Regresso à pastelaria Monte Rei, sita na rua (ou avenida) Pascoal de Melo para almoçar. A Monte Rei é a melhor pastelaria de Lisboa. Não fosse o raio da televisão seria a melhor do planeta, ex-aequo com a Versailles (que não tem televisão, louvada seja).

Aconselho especialmente os rissóis de camarão, receita da Mãe do senhor que os fez e mos serve com o sorriso mais encantador de toda a hotelaria nacional e internacional e a sopa do dia (enfim: de hoje. Mas aposto que as dos outros dias são igualmente boas).

Reitero o cântico a Lisboa. 

15.9.23

Diário de Bordos - Lisboa, 15-09-2023

Vou cortar o cabelo a uma dessas «barbearias» hindus, paquistanesas ou afegãs, não sei bem. Ponho aspas a barbearia não porque não o sejam - são-no e boas (pelo menos as duas que frequento) - mas porque suspeito fortemente que aquelas lojas têm mais funções do que cortar cortar cabelos e fazer barbas. Gosto de tudo, a começar pelo preço, pelo silêncio dos barbeiros, pelas ajudas que dão ao meu sistema imunitário (cada vez que vou a uma coisa daquelas toma conhecimento com alguns milhões de bactérias, das quais muitas serão uma novidade). Hoje olhava-me para e pelo espelho e lembrei-me de quando era raro ver-me reflectido noutros vidros que não a ocasional montra. Nessa altura cortava o cabelo uma, duas vezes por ano e só nessas ocasiões me via durante algum tempo. Ou seja: uma ou duas vezes por ano era uma novidade para mim próprio. Agora, que aumentei drasticamente o ritmo das idas ao baieta e mudei outras coisas, vejo-me todos os dias. Sinceramente, não sei se fiquei a ganhar com a mudança.

........

Andava há que tempos à procura da palavra e só agora a encontrei: labirinto. Que farei com este labirinto, podes explicar-mo em meia dúzia de palavras? Como entrar nele?  Construí laboriosa, metódica, cuidadosamente um labirinto mas fi-lo a partir do lado de fora. Agora quero visitá-lo, percorrê-lo, desafiá-lo, corrigir o que fiz mal e estou fechado no exterior.

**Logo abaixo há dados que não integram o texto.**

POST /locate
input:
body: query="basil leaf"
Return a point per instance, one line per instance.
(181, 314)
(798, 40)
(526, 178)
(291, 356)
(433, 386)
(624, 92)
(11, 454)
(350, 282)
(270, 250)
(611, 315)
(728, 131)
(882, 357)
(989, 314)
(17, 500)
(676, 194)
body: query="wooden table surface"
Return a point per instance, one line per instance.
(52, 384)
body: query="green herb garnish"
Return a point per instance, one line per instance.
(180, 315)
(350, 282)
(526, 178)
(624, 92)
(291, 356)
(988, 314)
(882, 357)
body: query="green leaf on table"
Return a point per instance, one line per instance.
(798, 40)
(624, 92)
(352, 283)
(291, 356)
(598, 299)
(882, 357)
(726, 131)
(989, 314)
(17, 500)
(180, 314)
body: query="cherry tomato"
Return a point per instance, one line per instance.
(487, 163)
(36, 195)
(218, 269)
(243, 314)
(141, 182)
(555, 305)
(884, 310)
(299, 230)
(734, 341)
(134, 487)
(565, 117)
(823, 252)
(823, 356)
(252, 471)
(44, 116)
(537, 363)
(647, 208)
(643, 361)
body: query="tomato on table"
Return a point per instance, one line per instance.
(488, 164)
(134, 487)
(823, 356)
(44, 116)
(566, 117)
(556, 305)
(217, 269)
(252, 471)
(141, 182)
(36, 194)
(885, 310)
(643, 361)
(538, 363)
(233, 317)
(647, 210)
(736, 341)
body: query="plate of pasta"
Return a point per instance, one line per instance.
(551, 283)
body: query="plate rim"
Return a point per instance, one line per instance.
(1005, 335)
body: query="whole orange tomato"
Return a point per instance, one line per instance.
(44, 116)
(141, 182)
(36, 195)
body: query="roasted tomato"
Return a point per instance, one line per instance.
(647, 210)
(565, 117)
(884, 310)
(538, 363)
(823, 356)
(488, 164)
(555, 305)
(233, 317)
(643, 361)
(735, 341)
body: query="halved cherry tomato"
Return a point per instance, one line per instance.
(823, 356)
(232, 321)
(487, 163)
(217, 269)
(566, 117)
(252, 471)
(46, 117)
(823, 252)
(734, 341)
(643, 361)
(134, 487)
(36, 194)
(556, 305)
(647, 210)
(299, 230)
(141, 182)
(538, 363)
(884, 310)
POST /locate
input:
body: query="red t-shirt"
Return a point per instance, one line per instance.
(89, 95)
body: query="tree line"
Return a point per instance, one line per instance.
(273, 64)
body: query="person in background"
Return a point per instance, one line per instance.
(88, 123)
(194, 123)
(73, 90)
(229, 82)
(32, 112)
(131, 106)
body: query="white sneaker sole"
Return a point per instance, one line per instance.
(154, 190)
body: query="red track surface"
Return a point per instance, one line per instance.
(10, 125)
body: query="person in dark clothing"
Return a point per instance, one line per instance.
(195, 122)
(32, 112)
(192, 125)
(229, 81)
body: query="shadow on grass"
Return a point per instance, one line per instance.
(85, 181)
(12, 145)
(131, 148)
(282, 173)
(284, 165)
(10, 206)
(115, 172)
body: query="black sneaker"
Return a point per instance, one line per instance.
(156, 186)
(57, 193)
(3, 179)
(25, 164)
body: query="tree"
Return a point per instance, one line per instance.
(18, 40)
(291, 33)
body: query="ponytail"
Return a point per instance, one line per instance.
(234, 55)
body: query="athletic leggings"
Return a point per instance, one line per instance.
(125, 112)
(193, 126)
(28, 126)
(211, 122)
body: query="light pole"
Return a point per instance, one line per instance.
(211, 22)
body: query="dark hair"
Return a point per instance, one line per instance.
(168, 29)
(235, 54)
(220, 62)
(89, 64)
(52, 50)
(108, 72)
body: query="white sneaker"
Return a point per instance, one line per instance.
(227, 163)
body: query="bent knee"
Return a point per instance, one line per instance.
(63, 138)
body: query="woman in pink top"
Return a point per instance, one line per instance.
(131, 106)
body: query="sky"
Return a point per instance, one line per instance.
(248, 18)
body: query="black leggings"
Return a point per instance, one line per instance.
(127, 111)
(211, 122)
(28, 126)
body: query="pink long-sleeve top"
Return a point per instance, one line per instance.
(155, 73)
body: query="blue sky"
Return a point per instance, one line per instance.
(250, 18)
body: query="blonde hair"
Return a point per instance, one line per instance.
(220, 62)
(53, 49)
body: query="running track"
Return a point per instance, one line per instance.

Só temos uma oportunidade, não é? É. Consolo-me dizendo que antes um labirinto do que um corredor a direito ou um quarto sem janelas.

........
Luta contra a burocracia portuguesa «electrónica». Acabam por me dizer que tenho de ir à Loja do Cidadão mais próxima. As minhas experiências nesses lugares não são propriamente muito encorajadores, mas como é um passeio de vinte minutos a pé vale a pena arriscar. Andar por esta cidade é sempre um prazer.

O grande problema, no fundo, é viver num país do terceiro mundo, ter aspirações a serviços do primeiro e haver cada vez menos corrupção de baixo nível. «Eles» reservaram-na para eles e não deixam o peixe miúdo comer também. Recordo com saudade o tempo em que ia uma vez por mês a uma conservatória qualquer de Ponta Delgada com uma nota de cinco contos metida entre duas folhas de papel azul de vinte e cinco linhas. 

[ADENDA: Loas são devidas a quem loas merece. A minha visita à Loja do Cidadão correu maravilhosamente bem. A pequena corrupção desapareceu (ou talvez seja eu que não sei fazê-la funcionar), mas a tradicional afabilidade portuguesa mantém-se. Bem hajam os funcionários das três instituições - três - que me atenderam e resolveram tudo o que havia a resolver.]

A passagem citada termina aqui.